Concerns rise over the newly released COVID-19 vaccine


Number of new cases at the beginning of each month. Source: New York Times

Brandon Trinh, Health and Techbology Editor

COVID-19, more commonly referred to as the Coronavirus, has affected everyone and everything from walks to the park, school, work, parties and other large social gatherings, but that is all hopefully about to change due to the recent release of the vaccine. The vaccine is being handled by two companies: Moderna and Pfizer. The vaccine is given in two doses. The first one is given, then the second one is given after three weeks time.

   Nikki McWorther, a nurse who is distributing the vaccine, explains how the vaccine works.

  “The vaccine is a mRNA vaccine (which is not actually the disease but a protein cell), it’s a way to give our body the information to fight off the vaccine … Vaccine injection is intramuscular injection,”  McWorther said. 

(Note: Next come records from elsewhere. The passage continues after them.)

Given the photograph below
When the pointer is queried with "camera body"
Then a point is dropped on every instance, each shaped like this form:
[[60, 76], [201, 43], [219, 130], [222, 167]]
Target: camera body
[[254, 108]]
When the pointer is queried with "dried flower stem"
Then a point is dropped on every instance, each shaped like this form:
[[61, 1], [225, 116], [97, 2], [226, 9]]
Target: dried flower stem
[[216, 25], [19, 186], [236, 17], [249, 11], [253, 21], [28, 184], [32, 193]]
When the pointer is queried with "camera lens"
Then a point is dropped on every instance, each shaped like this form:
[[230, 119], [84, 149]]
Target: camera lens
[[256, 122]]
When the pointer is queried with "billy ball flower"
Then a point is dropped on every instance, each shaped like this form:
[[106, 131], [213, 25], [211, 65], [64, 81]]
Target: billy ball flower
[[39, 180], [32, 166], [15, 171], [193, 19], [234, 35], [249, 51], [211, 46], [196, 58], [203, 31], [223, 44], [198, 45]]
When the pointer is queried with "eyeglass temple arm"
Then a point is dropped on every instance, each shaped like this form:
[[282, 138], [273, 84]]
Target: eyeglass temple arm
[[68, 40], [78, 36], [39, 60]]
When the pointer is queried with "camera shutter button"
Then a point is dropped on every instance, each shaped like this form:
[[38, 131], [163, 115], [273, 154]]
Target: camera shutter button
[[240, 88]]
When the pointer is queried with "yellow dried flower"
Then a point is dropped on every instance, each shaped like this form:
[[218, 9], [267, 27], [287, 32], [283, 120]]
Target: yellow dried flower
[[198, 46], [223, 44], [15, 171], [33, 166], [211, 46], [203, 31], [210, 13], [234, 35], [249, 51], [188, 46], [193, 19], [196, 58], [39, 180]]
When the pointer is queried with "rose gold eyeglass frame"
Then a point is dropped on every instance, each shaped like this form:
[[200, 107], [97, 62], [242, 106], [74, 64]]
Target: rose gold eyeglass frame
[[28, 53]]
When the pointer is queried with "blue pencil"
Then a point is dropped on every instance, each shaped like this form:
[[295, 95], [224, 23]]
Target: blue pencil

   Angie Long, a medical coder for the James Cancer Hospital, comments on the after effects of the shots. 

Covid-19 vaccine reminder. Photo courtesy of Isabella Mercurio

   “My arm was sore on the first day of the shot and it was sore for the next day as well, but it felt fine after the third day,” Long said.

   Senior Zsofia Kacsandi works at Park Side Living Center and is experiencing similar effects after the first vaccine.

   “I felt perfectly fine after receiving my first shot, we had to wait 15 minutes after we received the shot before we left to ensure we were not dizzy or felt like we were going to pass out,” Kacsandi said. 

   Long comments on the concerns of the vaccine. 

   “I am not worried about the side effects of the vaccine. I come from a long line of nurses and they were all aching to get the vaccine, so I try to look at it from a medical perspective. I do not feel like a guinea pig as others would say they do. But I understand where these doubts come from, like low income families where they don’t really trust our government, or are just uneducated in the circumstances so it makes sense why they are worried,” Long said. 

   McWorther clears up confusion around the vaccine. 

   “The vaccine only protects you from getting sick from the virus, not preventing the spread; you are still able to spread the virus,” McWorther explained.

   Senior Nathan Hynes has concerns about the vaccine.

   “I’m just worried about the side effects. I understand it’s been approved by the FDA and such but there has never been a vaccine produced this fast. Most vaccines take years and human trials, but this one feels rushed due to all the stories coming out, it just worries some. I would love to get the vaccine, but I’m just worried how the virus is still spreadable even after getting the shot,” Hynes said. 

   Hynes and many others share the same opinion. Others like Kascandi believe that the vaccine will work in the prevention of the virus but are still unsure due to circumstances.

    “I do believe the vaccine will work but only time will tell,” Kascandi said.

   “I think it will be a while before everything goes back to normal, and I don’t know if society could go back to the pre-COVID era. The virus has taken away almost a year of our lives and will be difficult to put behind us,” Kasandi said.

     Although this past year has been a strange one for everyone there is still hope thanks to this vaccine.     

   “I am hopeful for the future although this vaccine has been pushed out quickly, I still have faith in it. There is no way to completely tell what will happen, but the vaccine is a step in the right direction for sure,” Hynes said.